Porque experimentaremos que hay más alegría en dar que en recibir, y


podremos optar por una vida de generosidad que nos brindará una mayor
felicidad y realización personal.

Porque descubriremos que el valor de la persona no se mide por la cantidad de


dinero que da sino por la alegría y la generosidad que manifiesta en sus detalles.
La manera de dar vale más que lo que se da. Y así seremos capaces de ver a las
personas no en función de lo que tienen sino de lo que son.

Porque aprenderemos que ser generosos es saber dar, acompañando lo que


damos con ternura, afecto y alegría. Que se debe poner el corazón en cada
acción que nos lleve a compartir y viviremos la verdadera generosidad en
nuestra relación con todas las personas
.
Porque dar es el acto en que se expresa el amor y una persona que sabe amar es
generosa. Comprenderemos que compartir no se limita a dar cosas materiales,
sino que involucra el tiempo, la atención, el amor, los sentimientos, y estaremos
capacitados a amar con madurez y sinceridad, sin egoísmo.

Porque no se trata únicamente de aprender a dar cosas, sino de aprender a darse


uno mismo. Ser generoso no es dar lo que nos sobre, sino dar lo que somos. Este
es el fundamento de la felicidad humana.

Porque es enriquecer a los que nos rodean con nuestros propios valores,
colaborando en la transformación de la sociedad, sin permitir que se
desperdicien los dones y cualidades que Dios ha dado a cada uno.

Porque compartir implica estar atento y saber reconocer la necesidad del otro,
abriéndose a los demás y abriendo el propio interior al amor de los otros.

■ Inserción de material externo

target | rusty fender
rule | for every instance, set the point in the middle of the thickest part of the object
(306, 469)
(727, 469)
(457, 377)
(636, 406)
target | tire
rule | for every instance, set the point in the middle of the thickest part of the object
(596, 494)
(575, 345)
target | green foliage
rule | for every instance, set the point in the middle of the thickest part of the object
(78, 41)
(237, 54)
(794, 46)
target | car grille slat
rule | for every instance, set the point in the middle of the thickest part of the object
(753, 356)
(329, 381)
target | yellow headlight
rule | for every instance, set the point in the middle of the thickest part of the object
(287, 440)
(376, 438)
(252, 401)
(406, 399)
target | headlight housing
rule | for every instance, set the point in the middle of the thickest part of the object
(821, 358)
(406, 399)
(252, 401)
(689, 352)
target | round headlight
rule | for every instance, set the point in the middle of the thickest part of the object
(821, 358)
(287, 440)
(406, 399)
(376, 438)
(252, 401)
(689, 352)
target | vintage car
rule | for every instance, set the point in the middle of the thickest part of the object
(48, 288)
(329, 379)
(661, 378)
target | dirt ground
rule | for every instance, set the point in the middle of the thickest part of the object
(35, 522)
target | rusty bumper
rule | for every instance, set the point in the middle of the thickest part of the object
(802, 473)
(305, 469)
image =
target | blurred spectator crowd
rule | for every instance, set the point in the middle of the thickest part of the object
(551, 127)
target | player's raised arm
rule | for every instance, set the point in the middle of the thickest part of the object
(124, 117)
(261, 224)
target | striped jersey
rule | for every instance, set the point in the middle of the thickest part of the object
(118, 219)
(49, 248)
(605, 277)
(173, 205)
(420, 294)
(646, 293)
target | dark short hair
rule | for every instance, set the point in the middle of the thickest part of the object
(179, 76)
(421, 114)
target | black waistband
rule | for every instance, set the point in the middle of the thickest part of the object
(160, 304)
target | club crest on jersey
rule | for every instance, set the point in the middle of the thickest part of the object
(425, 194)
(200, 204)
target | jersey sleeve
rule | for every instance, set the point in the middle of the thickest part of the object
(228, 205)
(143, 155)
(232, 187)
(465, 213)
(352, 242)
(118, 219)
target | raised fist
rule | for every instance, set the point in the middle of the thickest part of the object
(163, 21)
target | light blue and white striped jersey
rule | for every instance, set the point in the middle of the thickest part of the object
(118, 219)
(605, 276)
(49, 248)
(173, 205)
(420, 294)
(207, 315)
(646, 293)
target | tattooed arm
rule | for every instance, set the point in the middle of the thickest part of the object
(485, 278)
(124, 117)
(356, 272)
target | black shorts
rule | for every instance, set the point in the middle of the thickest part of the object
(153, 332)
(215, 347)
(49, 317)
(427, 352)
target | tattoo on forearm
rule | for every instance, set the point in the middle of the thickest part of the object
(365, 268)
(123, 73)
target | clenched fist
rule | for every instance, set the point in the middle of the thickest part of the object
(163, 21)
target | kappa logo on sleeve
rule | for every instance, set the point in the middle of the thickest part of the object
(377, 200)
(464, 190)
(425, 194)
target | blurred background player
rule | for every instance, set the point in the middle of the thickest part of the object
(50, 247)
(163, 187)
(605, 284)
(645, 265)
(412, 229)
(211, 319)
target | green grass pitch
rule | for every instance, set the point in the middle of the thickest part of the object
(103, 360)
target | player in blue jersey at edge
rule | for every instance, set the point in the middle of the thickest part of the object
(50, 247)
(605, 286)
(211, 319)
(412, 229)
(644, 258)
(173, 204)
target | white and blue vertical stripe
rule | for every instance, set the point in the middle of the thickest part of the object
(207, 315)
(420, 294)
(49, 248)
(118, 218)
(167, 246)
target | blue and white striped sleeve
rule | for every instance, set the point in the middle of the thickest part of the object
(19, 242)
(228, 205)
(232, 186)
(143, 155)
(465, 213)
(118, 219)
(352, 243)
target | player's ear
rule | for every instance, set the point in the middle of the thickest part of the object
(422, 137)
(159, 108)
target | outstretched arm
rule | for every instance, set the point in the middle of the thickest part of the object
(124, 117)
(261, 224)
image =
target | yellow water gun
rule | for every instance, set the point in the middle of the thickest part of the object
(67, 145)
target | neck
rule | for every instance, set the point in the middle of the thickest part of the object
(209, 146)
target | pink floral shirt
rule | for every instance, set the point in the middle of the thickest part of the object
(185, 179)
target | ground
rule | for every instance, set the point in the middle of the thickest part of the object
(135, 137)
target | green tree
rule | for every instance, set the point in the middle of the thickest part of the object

Porque la solidaridad debe ser una actitud habitual, firme y perseverante de


servicio, de poner atención en las necesidades de los demás, aún a costa de los
beneficios propios.

Porque valorar y ayudar a los compañeros y participar con ellos llevará a la


solidaridad y a la generosidad.

Porque la solidaridad implica un compromiso que en muchas ocasiones nos


obliga a dejar nuestra comodidad e intereses inmediatos por el bien común. Este
compromiso lo debe llevar a buscar siempre los mejores medios,
comprometiendo a la persona para servir y trabajar con generosidad por los
demás.

Porque ser generoso en el servicio a los demás da sentido a la propia vida.

Porque al vivir esta virtud no desde un punto de vista teórico, sino práctico,
lograremos una mayor armonía en la familia y en la sociedad, trabajando y
luchando juntos y capacitaremos a los demás a formar la propia familia con más
posibilidades de estabilidad, éxito y felicidad.

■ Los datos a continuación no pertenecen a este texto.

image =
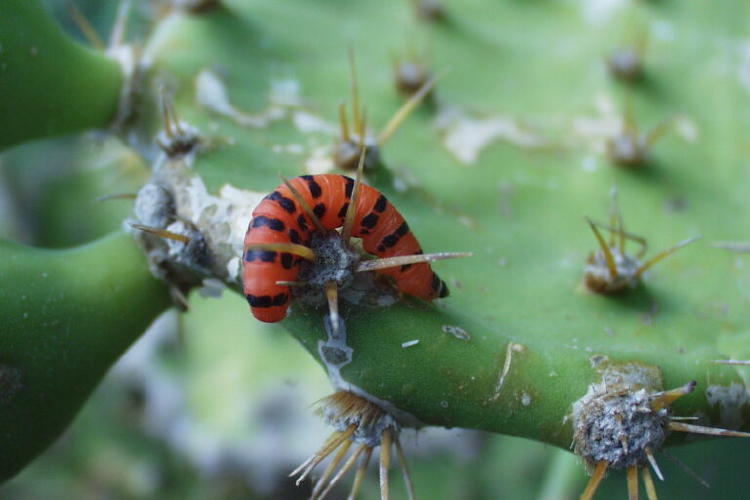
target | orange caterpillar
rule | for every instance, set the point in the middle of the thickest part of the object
(279, 219)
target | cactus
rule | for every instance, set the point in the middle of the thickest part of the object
(519, 142)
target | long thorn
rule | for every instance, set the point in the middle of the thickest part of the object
(666, 398)
(405, 110)
(657, 132)
(305, 206)
(344, 123)
(404, 469)
(700, 429)
(362, 129)
(292, 248)
(663, 255)
(167, 113)
(344, 469)
(330, 468)
(654, 465)
(385, 464)
(351, 210)
(596, 478)
(331, 444)
(161, 232)
(629, 236)
(117, 37)
(117, 196)
(85, 26)
(648, 482)
(403, 260)
(628, 122)
(359, 476)
(611, 265)
(633, 482)
(333, 305)
(355, 90)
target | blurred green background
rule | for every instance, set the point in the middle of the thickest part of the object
(212, 404)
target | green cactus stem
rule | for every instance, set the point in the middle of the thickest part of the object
(67, 316)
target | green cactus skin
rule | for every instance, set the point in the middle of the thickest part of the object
(50, 84)
(519, 209)
(67, 316)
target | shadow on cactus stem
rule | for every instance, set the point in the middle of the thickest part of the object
(623, 421)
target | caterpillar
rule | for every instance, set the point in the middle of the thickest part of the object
(281, 219)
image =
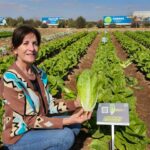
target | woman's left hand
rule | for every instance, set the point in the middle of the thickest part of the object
(77, 103)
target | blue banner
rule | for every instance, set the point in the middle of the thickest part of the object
(118, 20)
(51, 20)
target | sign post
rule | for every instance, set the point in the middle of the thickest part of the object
(113, 114)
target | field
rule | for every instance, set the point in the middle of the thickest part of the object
(130, 83)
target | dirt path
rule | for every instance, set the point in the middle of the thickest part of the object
(142, 95)
(83, 139)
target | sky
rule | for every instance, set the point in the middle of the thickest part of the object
(91, 10)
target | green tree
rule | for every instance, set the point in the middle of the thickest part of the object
(80, 22)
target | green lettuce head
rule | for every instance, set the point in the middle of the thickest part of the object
(87, 88)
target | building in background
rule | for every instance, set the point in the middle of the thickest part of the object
(141, 14)
(117, 20)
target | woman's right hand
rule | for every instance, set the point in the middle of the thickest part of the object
(77, 117)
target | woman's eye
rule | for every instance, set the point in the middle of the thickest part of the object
(36, 44)
(25, 43)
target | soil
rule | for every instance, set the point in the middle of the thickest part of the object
(142, 95)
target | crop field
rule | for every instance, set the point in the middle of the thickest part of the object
(123, 68)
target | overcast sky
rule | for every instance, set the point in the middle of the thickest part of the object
(91, 10)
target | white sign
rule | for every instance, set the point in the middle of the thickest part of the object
(113, 114)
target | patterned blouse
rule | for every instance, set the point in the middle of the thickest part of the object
(26, 108)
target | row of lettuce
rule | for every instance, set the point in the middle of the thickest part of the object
(113, 87)
(78, 43)
(4, 34)
(138, 53)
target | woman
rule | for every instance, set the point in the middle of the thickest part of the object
(28, 102)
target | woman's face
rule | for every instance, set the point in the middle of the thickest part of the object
(27, 51)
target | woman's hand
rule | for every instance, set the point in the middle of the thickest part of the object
(77, 117)
(77, 103)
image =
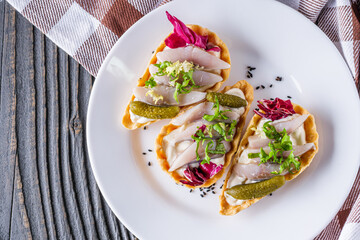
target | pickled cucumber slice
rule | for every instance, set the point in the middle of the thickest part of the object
(154, 112)
(226, 99)
(256, 190)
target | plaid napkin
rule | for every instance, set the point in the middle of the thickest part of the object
(100, 23)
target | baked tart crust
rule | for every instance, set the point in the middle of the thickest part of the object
(160, 151)
(311, 137)
(212, 38)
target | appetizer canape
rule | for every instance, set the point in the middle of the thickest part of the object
(188, 63)
(196, 147)
(279, 143)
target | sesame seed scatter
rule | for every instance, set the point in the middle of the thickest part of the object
(249, 74)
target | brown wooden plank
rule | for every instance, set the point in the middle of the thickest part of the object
(8, 141)
(47, 188)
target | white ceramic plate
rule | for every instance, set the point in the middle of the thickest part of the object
(276, 40)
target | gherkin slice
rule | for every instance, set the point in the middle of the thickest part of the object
(226, 99)
(154, 112)
(256, 190)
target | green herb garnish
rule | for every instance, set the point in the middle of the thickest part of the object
(226, 132)
(218, 114)
(176, 71)
(150, 83)
(281, 143)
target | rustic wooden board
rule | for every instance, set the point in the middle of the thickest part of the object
(47, 189)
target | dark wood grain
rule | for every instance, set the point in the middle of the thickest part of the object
(47, 189)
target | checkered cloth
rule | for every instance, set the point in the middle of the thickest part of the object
(87, 30)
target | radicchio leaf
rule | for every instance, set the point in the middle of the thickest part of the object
(183, 35)
(199, 175)
(275, 110)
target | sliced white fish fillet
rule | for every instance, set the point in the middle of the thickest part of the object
(168, 96)
(201, 78)
(192, 54)
(197, 112)
(298, 149)
(189, 155)
(256, 141)
(183, 133)
(255, 171)
(290, 125)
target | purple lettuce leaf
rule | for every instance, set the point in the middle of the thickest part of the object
(199, 175)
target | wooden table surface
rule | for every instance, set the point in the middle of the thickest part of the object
(47, 188)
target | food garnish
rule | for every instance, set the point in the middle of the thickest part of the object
(256, 190)
(153, 112)
(227, 100)
(280, 144)
(204, 133)
(275, 110)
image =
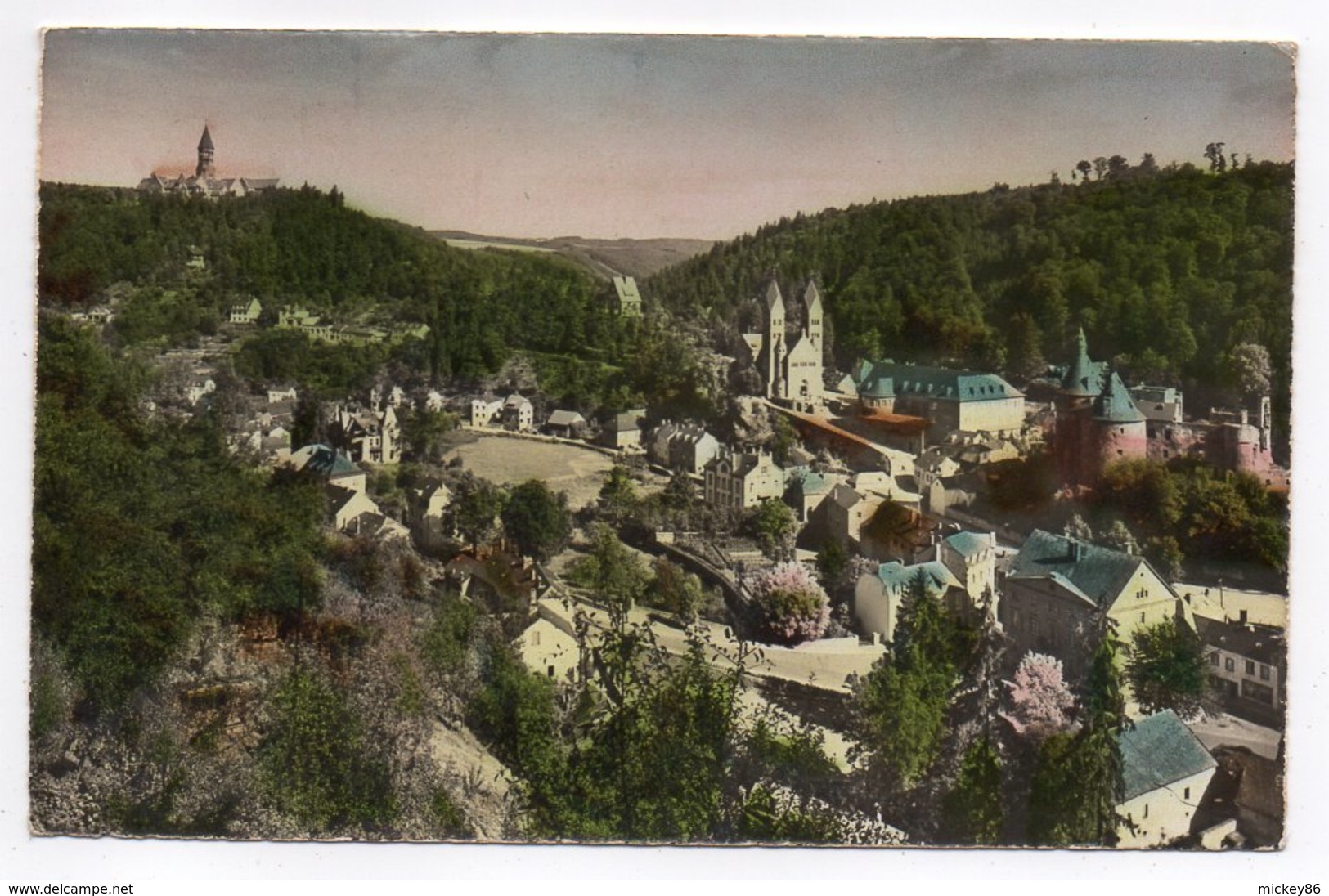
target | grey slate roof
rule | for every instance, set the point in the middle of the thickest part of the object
(1261, 643)
(565, 419)
(1095, 573)
(1158, 751)
(888, 378)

Al contemplar estas cosas, nos dice el evangelista: levantaos, alzad la cabeza;


se acerca vuestra liberación.

El Adviento debe despertarnos el apetito de lo esencial. Las lecturas nos


exhortan a vivir despiertos, cuidando la oración y la confianza. Vivimos tan
embotados con la TV, con internet, las redes sociales, el móvil, etc. que hemos
perdido la capacidad de escucha, la capacidad de estar solos, de recogernos en
la intimidad, de vivir en contemplación, de hacernos las preguntas
fundamentales de la vida, para vernos sin caretas, sin disfraces en lo más
profundo de nuestro ser, para contemplar con ojos nuevos al Dios que viene.
Solamente en el silencio descubrimos el auténtico sentido de nuestra vida, sólo
así podemos mirar nuestro pasado con paz y reconciliación, nuestro presente
con realismo y el futo con esperanza y abrirnos a la voz de Dios y de los
hermanos. Seamos conscientes que, durante el tiempo de espera, ante la dilación
del Señor, nos amenaza constantemente la tentación de la comodidad, del
placer, de la riqueza, del abandono; sólo el que vigila, el que ora, el que no
abandona el servicio, será salvado, porque la vida que una persona lleve ahora
determinará cómo será su comparecencia ante el Hijo del Hombre. No
perdamos la sensibilidad ante la injusticia con los más débiles, llevados por lo
inminente y por lo que la propaganda nos mete por los ojos.

Pidamos especialmente en esta celebración: Ven, Señor.